Logo Polskiego Radia
Polskie Radio
Maria Kąkol 18.06.2019

Zwycięstwo pod Waterloo nic by Napoleonowi nie dało

– Sytuacji cesarza Francuzów nie zmieniłby również nawet ewentualny triumf w późniejszej bitwie pod Lipskiem – przekonywał historyk prof. Paweł Wieczorkiewicz w Polskim Radiu w 1996 roku. Jego zdaniem, Napoleon przegrał znacznie wcześniej.

Waterloo nieważne?

Do dziś nie sposób rozstrzygnąć, w którym starciu z innym państwem władca Francji poniósł decydującą klęskę. – Anglicy, na przykład, skłonni są przypisać ostateczny upadek imperium napoleońskiego przegranej przez Francję bitwie morskiej pod Trafalgarem, jaka miała miejsce w roku 1805 – mówił prof. Wieczorkiewicz. Są jednak także i tacy, którzy źródło klęski Napoleona widzą właśnie w ostatnich etapach jego panowania, a więc między innymi w rozegranej 18 czerwca 1815 bitwie pod Waterloo. – Gdyby jednak zwyciężył w wojnie z Rosją, losy nie tylko Francji, lecz także całej Europy potoczyłyby się zupełnie inaczej, o wiele lepiej – stwierdził historyk.

Polacy mieli być "żandarmem" Francji

Drugi gość audycji "Cała Europa napoleońska" historyk Janusz Osica zwrócił uwagę, że Napoleon mógłby pokonać Rosję, zmuszając ją do zaakceptowania niekorzystnych dla niej warunków pokoju. Wojnę z Rosją Napoleon określał jako "drugą wojnę polską". Chciał kosztem Rosji odbudować wielką Polskę, w nadziei, że ta ostatnia, skoro odzyska zabrane jej przez Rosję tereny sprzed rozbiorów, zabezpieczy jego imperium przed możliwym zagrożeniem ze strony rosyjskiej.

– Liczył też na to, że odrodzone państwo polskie swoją siłę będzie przez jakieś kilkanaście lat czerpać właśnie z sojuszu z Francją – podkreślił prof. Wieczorkiewicz.
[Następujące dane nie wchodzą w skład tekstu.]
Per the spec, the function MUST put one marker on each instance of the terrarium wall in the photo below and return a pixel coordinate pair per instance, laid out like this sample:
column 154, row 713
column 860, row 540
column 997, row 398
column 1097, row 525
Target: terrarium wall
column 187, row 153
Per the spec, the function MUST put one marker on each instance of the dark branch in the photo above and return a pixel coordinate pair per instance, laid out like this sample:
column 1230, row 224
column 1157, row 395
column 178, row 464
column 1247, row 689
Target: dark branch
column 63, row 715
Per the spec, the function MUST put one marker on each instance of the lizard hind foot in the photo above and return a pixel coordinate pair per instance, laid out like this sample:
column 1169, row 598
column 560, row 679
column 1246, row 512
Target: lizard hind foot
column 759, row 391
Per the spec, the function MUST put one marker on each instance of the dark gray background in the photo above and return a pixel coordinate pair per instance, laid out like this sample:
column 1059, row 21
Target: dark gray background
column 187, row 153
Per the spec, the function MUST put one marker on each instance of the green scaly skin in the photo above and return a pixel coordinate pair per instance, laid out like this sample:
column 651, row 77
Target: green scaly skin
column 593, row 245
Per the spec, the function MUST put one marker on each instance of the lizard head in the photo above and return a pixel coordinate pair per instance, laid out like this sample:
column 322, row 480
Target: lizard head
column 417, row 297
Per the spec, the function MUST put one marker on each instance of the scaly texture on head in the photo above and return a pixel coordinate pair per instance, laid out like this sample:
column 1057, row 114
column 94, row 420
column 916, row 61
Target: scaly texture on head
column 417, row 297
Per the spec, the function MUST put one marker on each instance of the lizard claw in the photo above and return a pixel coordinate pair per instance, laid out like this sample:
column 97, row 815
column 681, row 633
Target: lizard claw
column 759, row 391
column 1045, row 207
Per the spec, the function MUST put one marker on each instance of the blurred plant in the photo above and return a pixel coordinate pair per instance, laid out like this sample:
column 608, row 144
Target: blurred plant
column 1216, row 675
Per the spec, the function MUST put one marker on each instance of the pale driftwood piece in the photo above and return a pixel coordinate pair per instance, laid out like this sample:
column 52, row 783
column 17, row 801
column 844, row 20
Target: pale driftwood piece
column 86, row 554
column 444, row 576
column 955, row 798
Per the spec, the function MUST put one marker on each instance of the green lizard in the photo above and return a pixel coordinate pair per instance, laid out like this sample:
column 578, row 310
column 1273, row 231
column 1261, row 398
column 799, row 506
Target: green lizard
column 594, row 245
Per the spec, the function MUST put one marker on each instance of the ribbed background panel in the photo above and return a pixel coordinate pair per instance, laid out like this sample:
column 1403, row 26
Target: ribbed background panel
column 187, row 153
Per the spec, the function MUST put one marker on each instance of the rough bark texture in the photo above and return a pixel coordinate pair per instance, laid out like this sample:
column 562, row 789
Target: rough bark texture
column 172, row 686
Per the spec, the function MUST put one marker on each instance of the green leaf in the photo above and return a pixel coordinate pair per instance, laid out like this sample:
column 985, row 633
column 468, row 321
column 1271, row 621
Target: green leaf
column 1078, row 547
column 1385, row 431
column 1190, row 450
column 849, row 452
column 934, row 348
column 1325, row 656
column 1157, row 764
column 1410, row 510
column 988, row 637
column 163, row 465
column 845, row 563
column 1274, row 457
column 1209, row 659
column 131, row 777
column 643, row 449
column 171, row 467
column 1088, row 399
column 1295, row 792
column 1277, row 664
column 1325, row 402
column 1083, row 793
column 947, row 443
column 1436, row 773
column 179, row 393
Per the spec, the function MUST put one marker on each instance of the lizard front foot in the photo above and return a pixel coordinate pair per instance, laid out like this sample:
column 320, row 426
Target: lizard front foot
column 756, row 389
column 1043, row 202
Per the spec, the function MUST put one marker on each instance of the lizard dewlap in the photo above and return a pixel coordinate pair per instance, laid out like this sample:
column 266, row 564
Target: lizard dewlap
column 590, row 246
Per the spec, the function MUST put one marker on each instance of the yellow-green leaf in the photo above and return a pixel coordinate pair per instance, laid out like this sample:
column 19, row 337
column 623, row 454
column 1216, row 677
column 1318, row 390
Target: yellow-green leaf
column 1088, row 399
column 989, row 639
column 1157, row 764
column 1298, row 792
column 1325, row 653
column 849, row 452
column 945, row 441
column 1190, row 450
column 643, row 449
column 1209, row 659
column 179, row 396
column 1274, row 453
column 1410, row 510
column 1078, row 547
Zamiarem Napoleona było uczynienie Polski państwem silnym, ze znakomicie wyszkoloną armią. – Umiałby wymagać od polskich żołnierzy świetnego przygotowania: na wojnę z Rosją wyciągnął z naszego kraju stutysięczne wojsko – przypomniał dr Janusz Osica.

Gdyby nie Waterloo, Napoleon zachowałby władzę

Nawet przyjmując, że słynna bitwa nie była początkiem końca imperium napoleońskiego, trudno nie zwrócić uwagi na to, że wkrótce po niej, 22 czerwca tego samego roku, zmuszono cesarza do abdykacji. Brytyjczycy, których stał się wówczas więźniem, zesłali go na Wyspę św. Heleny, gdzie 5 maja 1821 zmarł. Poza tym, klęska Napoleona w bitwie pod Waterloo pociągnęła za sobą doniosłe następstwa nie tylko dla Francji, lecz także dla Europy.

W latach 1814-1815 w Wiedniu odbył się kongres, na którym zapadły postanowienia zmieniające układ ustrojowy i terytorialny, jaki wielu państwom narzuciły wojny napoleońskie i rewolucja francuska. Ojczyźnie Napoleona na mocy ustaleń Kongresu przywrócono tereny, jakie posiadała do roku 1792. Zyskała także ziemie na lewym brzegu Renu, a ponadto – wbrew woli obywateli – władcą jej został Ludwik XVIII (postanowienia Kongresu oddały bowiem krajom nie tylko utracone obszary, lecz także, wygnanych przez rewolucję lub cesarza Francji, władców).

Co do sprawy niepodległości Polski - wynik wiedeńskich obrad bardzo jej zaszkodził. Chociaż car Aleksander I stworzył - niezgodnie z pragnieniem większości uczestników Kongresu - Królestwo Polskie, a sama nazwa "Polska", w 1795 roku usunięta z języka politycznego, ponownie doń weszła, wśród społeczeństw Europy utrwalił się wizerunek Polski jako maleńkiego Królestwa, którego żadna część (poza Krakowem) nie może poszczycić się suwerennością.